Торин, сразу заметил, что в гридницу вошла старуха, прищурив глаза, смотрел он на приближающуюся к нему ссохшуюся фигуру. Князь не мог вспомнить, где он видел её раньше, ибо память редкого мужчины хранит воспоминание о той, кто его нянчил, да что там князь Торин с трудом воскрешал в своей памяти черты лица той, кто даровал ему жизнь.
— Приветствую тебя, конунг Торин, — начала дрожащим голосом Инхульд, поклонившись своему правителю.
«Конунг» — это слово пробудило в его душе непрошенную грусть. Ведь Торин так хотел, так чаял быть конунгом, правителем на своей, норманнской земле, а он … носит титул «князь» в чужой далекой стороне. И тут внезапно князь понял, кто стоит перед ним, только тот, кто прибыл из Норэйг, мог его назвать конунгом, выходит, это нянька Горлунг.

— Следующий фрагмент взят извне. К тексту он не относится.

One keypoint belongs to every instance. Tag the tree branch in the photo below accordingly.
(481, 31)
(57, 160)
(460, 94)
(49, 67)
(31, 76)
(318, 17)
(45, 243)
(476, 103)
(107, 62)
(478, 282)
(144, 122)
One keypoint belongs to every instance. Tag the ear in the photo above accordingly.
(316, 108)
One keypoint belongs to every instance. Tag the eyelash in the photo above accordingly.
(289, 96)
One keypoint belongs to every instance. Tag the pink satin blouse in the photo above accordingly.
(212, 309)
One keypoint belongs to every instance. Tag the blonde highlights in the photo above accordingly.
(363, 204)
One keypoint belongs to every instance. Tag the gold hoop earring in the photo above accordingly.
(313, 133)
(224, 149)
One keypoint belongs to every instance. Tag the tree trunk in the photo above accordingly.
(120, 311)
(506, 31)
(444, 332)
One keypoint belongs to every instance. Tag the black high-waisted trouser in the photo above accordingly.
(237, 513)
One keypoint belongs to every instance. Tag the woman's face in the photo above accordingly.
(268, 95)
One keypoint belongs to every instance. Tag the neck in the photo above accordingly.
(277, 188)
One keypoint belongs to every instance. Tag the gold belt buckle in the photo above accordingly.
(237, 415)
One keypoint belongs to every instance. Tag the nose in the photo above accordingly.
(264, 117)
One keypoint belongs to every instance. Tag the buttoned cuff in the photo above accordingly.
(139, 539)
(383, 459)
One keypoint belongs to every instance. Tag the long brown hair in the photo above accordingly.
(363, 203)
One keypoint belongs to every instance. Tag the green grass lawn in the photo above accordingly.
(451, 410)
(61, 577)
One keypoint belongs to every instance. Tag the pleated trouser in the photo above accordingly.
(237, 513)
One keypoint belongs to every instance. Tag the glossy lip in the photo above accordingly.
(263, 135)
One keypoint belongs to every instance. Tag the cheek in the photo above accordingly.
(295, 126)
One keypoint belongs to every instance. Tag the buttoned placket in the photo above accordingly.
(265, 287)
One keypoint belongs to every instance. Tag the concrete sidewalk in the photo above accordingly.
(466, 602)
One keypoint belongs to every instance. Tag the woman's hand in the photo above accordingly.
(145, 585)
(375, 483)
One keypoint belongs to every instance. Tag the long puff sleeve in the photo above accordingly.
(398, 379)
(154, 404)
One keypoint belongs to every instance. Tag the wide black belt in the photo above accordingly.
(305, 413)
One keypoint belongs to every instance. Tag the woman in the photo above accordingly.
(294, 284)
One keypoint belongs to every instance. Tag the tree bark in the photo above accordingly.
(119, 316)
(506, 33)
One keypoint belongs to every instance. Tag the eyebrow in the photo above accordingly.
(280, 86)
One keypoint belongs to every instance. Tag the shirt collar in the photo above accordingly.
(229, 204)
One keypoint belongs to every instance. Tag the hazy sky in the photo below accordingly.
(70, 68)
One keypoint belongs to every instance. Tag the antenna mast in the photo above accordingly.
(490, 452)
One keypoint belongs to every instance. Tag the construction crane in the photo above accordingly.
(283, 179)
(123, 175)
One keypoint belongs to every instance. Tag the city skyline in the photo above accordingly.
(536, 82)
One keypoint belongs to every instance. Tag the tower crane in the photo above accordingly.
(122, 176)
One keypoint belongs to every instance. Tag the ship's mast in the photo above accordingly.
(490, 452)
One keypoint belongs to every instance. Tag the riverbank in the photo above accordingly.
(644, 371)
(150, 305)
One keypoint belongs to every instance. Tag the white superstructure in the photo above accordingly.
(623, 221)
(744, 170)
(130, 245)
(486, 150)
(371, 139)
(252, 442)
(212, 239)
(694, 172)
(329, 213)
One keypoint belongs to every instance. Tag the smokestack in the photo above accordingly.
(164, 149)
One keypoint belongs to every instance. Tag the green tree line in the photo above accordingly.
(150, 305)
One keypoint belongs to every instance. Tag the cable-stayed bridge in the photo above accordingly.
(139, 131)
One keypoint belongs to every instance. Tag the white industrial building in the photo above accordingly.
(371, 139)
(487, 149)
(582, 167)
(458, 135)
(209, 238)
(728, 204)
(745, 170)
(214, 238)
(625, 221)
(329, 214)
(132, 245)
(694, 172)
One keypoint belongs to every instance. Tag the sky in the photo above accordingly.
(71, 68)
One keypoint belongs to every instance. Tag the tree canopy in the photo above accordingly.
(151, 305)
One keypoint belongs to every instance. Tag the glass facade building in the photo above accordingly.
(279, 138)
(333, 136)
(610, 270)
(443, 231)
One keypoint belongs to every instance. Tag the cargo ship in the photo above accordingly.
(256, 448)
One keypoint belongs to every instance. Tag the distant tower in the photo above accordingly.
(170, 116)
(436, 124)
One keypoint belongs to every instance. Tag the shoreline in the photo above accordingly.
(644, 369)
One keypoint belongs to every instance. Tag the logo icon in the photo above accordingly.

И нехорошее предчувствие закралось в княжескую душу.
— Приветствую тебя, — рявкнул Торин.
— О, великий конунг, разреши мне молвить слово, — взмолилась Инхульд, сжавшись от его грозного ответа.
— Молви, — также резко бросил князь.
— Светлая княжна Горлунг желает тебе, конунг, здравия долгие лета. Прослышав про знатную охоту, что собираешь ты, конунг, она шлет тебе дар свой.
И Инхульд протянула князю Торину кинжал отменного качества, который был настолько хорош, что князь невольно залюбовался им. Торин взял его, рукоять кинжала ловко легла в его большую сильную ладонь, словно он был сделан на заказ по обмерам его руки искусным мастером.
— Светлая княжна Горлунг просила передать, что на рукояти кинжала начертана ею руна, помогающая при охоте. Руна эта начертана княжной столь искусно, что не всякому глазу она будет видна, — торопливо заговорила Инхульд, — также княжна молвила, что с таким кинжалом ни один зверь от тебя не уйдет, на скольких ногах он бы не был.
— Передай Горлунг мою благодарность, — сказал приятно удивленный князь, он восхищенно глядел на традиционные норманнские узоры, украшающие рукоять кинжала.
— Конунг Торин, светлая княжна Горлунг испрашивает твоего позволения прийти к тебе после охоты, и узнать из твоих уст, помог ли тебе сей кинжал, — произнесла самые страшные слова нянька, те слова, ради которых и была она послана госпожой своей.
Князь Торин разгоряченный брагой, которую отменно варила одна из рабынь, был, после полученного дара, в благостном настроении. Кинжал радовал его глаз и сердце, норманнские узоры на рукояти воскрешали в памяти далекие года, прошедшие в набегах, и, на диво самому себе, Торин на просьбу, высказанную нянькой своей дочери, ответил согласием. Хотя после очень жалел об этом.
Низко поклонившись, вышла Инхульд из гридницы, сама не веря тому, что осталась жива.